The International Commission of Jurists (ICJ) has called on Pakistan to urgently respond to the serious and ongoing persecution of individuals from religious minority groups by state and non-state actors across the country.
“The Pakistani authorities have shamefully failed to address repeated calls to curb the longstanding violations of the right to freedom of religion or belief,” Sam Zarifi, secretary-general of the ICJ, said in a briefing paper released on July 29.
The international body of eminent jurists underlined the offenses against religion under so-called blasphemy laws, the persecution of Ahmadis, and the reported forced conversions of girls from minority religions, often compelled to Muslim men.
“It is time the Pakistani authorities take these human rights abuses seriously,” Zarifi said.
He further said that calling them “isolated incidents” that are used to give a bad name to the country only emphasizes the failures of the Pakistani government.
The ICJ sought to remind the country of its constitution, which acknowledges the rights of people to practice religions other than Islam.
The Supreme Court of Pakistan in 2014 had clarified that religion cannot be defined in rigid terms, and held that each citizen of Pakistan is free to exercise the right to profess, practice and propagate their religious views.
Pakistan is also a party to the International Covenant on Civil and Political Rights, which provides that “everyone shall have the right to freedom of thought, conscience and religion,” it said.
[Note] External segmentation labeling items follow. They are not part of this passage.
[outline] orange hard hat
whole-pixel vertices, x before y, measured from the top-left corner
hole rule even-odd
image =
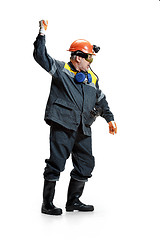
[[[96,55],[93,51],[93,45],[91,45],[90,42],[88,42],[85,39],[78,39],[75,40],[68,51],[70,52],[76,52],[76,51],[81,51],[83,53],[87,53],[87,54],[92,54],[92,55]]]

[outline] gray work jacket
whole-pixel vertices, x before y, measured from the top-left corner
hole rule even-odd
[[[97,76],[91,70],[88,71],[92,76],[91,83],[76,83],[77,71],[72,63],[50,57],[45,47],[45,36],[41,35],[34,42],[33,56],[52,76],[44,118],[47,124],[56,122],[74,131],[82,124],[83,133],[90,136],[91,128],[87,122],[95,106],[101,108],[100,115],[107,122],[114,120],[105,95],[99,89]]]

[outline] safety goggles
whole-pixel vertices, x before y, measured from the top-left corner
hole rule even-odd
[[[89,63],[93,62],[93,55],[92,54],[83,53],[81,51],[76,51],[76,52],[71,53],[71,55],[80,56],[80,57],[84,58]]]
[[[87,54],[87,57],[85,57],[85,60],[89,63],[92,63],[93,62],[93,56],[92,54]]]

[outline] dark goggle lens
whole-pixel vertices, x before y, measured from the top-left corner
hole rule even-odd
[[[92,63],[93,62],[93,56],[91,54],[88,54],[88,56],[85,58],[87,62]]]

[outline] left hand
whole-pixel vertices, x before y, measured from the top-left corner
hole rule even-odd
[[[116,134],[117,133],[117,125],[114,121],[110,121],[109,123],[109,133],[110,134]]]

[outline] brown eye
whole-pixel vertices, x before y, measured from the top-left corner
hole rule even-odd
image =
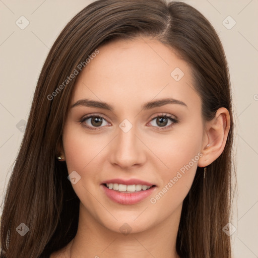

For years now, UN human rights mechanisms and experts have expressed concern regarding violations of freedom of religion or belief in Pakistan and have previously recommended that it should repeal or amend its so-called blasphemy laws in accordance with the country’s human rights obligations
Reiterating the need to repeal the blasphemy laws and prevent their misuse, the ICJ also recommended abolishing the mandatory death penalty.